Simple Codebook Meeting
February 16, 2015

Present: Dan Gillman, Larry Hoyle, Steve McEachern, Mary Vardigan

Completeness of cross walk between 2 and 3

It is essentially one-way from 2 to 3. Codebook doesn't have the reusability that Lifecycle does. This is the same issue as between SPSS and Stata/SAS. We should look at the mapping.

Content and functionality of Simple Codebook

We want to make sure that Simple Codebook lets us write or ingest 2.x fairly seamlessly. Are the same kinds of element names available in 3? The names change even at the highest level.

Many miss the Tag Library as it was so simple. This kind of resource would be useful along with a mapping. However, Wendy advises that we don't have to worry about 2 since the mapping is there.

Even 2 has a lot of content. Are we still talking about a simple codebook as opposed to a complex codebook? Simple should allow you to take information from a major statistical package and move to another without losing any information (this is our definition of simple) . In terms of question, that should be included as should sampling and universe. We should review DDI Lite and DDI Core, which have not been updated to the most recent versions of Codebook and Lifecycle. This may enable us to have a framework for content. We will deal with functionality later.

We make the assumption that we have the instrument information and the data description information from those two views. What else do we need? Context information or study level – Universe, sampling, design, bibliographic information. Citation, Study information, which is discovery related, methodology, and access. Does access below?

What do you need to know to use the data? You need the variable information. Question order and the way questions are asked may be important.

There is a tension between being very simple and following best practice for good documentation. Can we add pointers to relevant information? The simple/complex distinction is levels of detail.

For secondary users, we need enough information for a researcher to be able to understand and evaluate the quality of a dataset without reference back to the original data producer and to pull it into a statistical package.

Take common set of CESSDA, ICPSR, and IHSN mandatory schemas, and figure out what is the superset?

Necessary: variables and questions and layout; universe or population; level of geography (basically coverage); sampling; or weights (and point to thorough description of sampling)

Distinction between simple and complex for data description is between simple rectangular file and other data types; this applies to codebook in some ways as well. Is there a cascading effect if we limit ourselves to simple rectangular files, we limit ourselves (we should describe hierarchical files as well like CPS). If we are describing the files themselves, you can describe qualitative files as objects with the existing DDI. You can have hierarchical in CSV with a record type field but historically we have had files with physical representations of the data.

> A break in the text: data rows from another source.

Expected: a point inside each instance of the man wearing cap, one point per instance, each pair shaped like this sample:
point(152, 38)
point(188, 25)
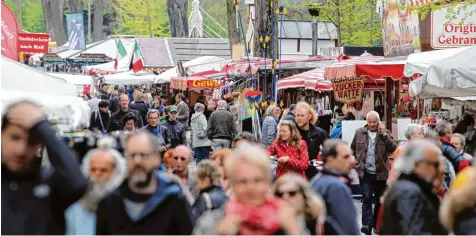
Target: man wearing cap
point(175, 130)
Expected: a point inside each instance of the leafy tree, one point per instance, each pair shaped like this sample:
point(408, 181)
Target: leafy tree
point(142, 17)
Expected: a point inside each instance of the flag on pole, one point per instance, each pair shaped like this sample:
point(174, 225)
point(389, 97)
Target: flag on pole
point(137, 63)
point(121, 52)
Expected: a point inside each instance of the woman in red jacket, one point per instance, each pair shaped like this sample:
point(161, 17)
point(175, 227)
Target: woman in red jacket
point(290, 150)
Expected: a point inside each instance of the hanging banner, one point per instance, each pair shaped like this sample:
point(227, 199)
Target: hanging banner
point(9, 33)
point(348, 89)
point(76, 36)
point(33, 43)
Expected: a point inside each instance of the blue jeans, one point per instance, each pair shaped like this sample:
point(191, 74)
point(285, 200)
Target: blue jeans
point(371, 187)
point(201, 153)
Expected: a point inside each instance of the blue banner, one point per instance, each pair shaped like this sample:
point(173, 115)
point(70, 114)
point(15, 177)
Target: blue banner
point(76, 36)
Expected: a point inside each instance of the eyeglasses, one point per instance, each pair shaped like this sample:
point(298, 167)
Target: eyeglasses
point(180, 158)
point(291, 193)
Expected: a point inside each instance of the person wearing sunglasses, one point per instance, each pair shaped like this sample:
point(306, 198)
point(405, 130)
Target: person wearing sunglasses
point(411, 199)
point(294, 189)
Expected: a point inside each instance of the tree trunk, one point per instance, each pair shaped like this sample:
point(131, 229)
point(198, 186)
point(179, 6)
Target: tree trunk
point(177, 10)
point(76, 5)
point(98, 21)
point(233, 33)
point(263, 25)
point(53, 13)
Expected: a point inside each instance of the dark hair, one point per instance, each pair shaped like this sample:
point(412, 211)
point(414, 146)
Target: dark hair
point(245, 136)
point(129, 116)
point(103, 103)
point(329, 149)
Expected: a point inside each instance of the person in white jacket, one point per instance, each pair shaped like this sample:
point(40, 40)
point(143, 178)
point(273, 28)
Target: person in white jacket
point(200, 142)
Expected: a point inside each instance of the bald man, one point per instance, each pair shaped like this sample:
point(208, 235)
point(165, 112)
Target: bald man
point(106, 169)
point(182, 158)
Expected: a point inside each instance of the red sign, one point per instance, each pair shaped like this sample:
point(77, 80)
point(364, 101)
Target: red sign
point(9, 33)
point(32, 43)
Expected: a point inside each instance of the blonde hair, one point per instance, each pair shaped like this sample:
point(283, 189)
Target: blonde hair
point(311, 110)
point(314, 206)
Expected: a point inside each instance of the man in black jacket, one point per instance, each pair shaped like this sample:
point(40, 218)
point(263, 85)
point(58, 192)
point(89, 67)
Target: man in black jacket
point(116, 121)
point(147, 202)
point(314, 136)
point(411, 206)
point(34, 200)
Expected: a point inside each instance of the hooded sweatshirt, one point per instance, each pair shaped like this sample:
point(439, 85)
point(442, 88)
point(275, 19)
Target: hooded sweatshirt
point(165, 212)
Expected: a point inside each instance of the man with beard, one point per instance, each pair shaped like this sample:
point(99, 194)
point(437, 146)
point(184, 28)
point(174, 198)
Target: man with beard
point(147, 202)
point(106, 169)
point(116, 121)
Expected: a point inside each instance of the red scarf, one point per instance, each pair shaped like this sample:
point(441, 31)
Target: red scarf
point(256, 220)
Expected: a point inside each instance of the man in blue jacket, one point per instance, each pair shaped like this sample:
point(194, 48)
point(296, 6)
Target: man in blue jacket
point(333, 184)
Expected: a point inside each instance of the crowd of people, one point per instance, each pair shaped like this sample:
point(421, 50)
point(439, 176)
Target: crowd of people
point(188, 170)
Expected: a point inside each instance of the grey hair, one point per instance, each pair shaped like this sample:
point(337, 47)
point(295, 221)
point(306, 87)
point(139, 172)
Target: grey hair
point(413, 153)
point(199, 107)
point(412, 129)
point(270, 110)
point(251, 154)
point(222, 104)
point(153, 140)
point(374, 114)
point(461, 138)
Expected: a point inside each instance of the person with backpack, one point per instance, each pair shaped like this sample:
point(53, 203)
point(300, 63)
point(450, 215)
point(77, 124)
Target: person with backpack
point(100, 119)
point(212, 195)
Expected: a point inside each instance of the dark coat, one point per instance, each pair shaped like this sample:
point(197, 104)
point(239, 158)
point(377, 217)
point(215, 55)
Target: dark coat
point(167, 212)
point(35, 203)
point(217, 198)
point(411, 208)
point(383, 147)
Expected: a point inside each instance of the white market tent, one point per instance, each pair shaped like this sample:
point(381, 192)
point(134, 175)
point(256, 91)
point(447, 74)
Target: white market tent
point(196, 65)
point(60, 99)
point(446, 73)
point(130, 77)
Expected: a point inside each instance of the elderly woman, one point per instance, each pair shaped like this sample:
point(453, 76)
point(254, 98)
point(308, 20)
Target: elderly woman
point(212, 195)
point(200, 142)
point(270, 125)
point(459, 141)
point(251, 209)
point(298, 193)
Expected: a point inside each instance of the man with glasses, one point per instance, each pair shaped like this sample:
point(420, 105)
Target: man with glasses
point(333, 184)
point(182, 158)
point(147, 202)
point(411, 206)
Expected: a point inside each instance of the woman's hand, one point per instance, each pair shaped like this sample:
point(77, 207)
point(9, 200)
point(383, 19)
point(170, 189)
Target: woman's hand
point(229, 225)
point(283, 159)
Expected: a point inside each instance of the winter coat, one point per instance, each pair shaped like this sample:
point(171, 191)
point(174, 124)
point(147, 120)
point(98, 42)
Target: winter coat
point(35, 202)
point(341, 213)
point(142, 108)
point(457, 159)
point(221, 125)
point(384, 146)
point(175, 134)
point(167, 212)
point(298, 159)
point(199, 131)
point(215, 199)
point(183, 114)
point(95, 120)
point(411, 208)
point(116, 122)
point(269, 130)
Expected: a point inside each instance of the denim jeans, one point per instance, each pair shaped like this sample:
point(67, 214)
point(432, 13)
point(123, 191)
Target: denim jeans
point(218, 144)
point(201, 153)
point(370, 188)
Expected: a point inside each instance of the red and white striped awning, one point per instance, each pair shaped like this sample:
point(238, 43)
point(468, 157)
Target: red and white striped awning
point(314, 79)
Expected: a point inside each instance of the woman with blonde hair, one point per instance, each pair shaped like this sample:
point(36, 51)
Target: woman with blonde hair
point(290, 150)
point(298, 193)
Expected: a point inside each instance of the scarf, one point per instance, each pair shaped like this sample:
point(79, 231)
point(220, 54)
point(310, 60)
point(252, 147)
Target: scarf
point(262, 220)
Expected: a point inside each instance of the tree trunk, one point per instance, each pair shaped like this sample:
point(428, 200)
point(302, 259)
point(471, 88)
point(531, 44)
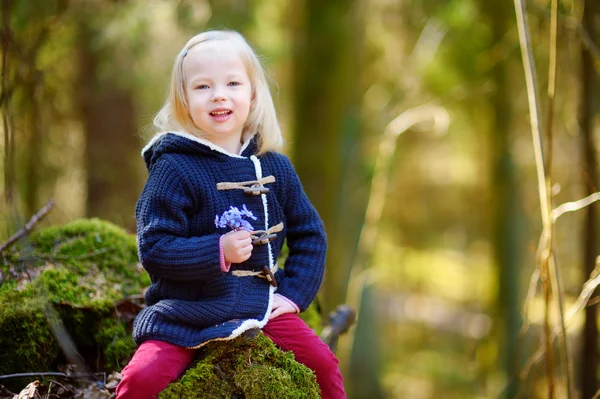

For a simple codebook, the simple representation needs to be limited to unicode or something like that.

Homework: review DDI Core: http://www.ddialliance.org/sites/default/files/ddi3/DDI3_CR3_Core.xml and DDI Lite: http://www.ddialliance.org/sites/default/files/ddi-lite.html

And think about what limitations we want to put on format to keep the idea of simple codebook but keep it rich enough so we are covering enough situations.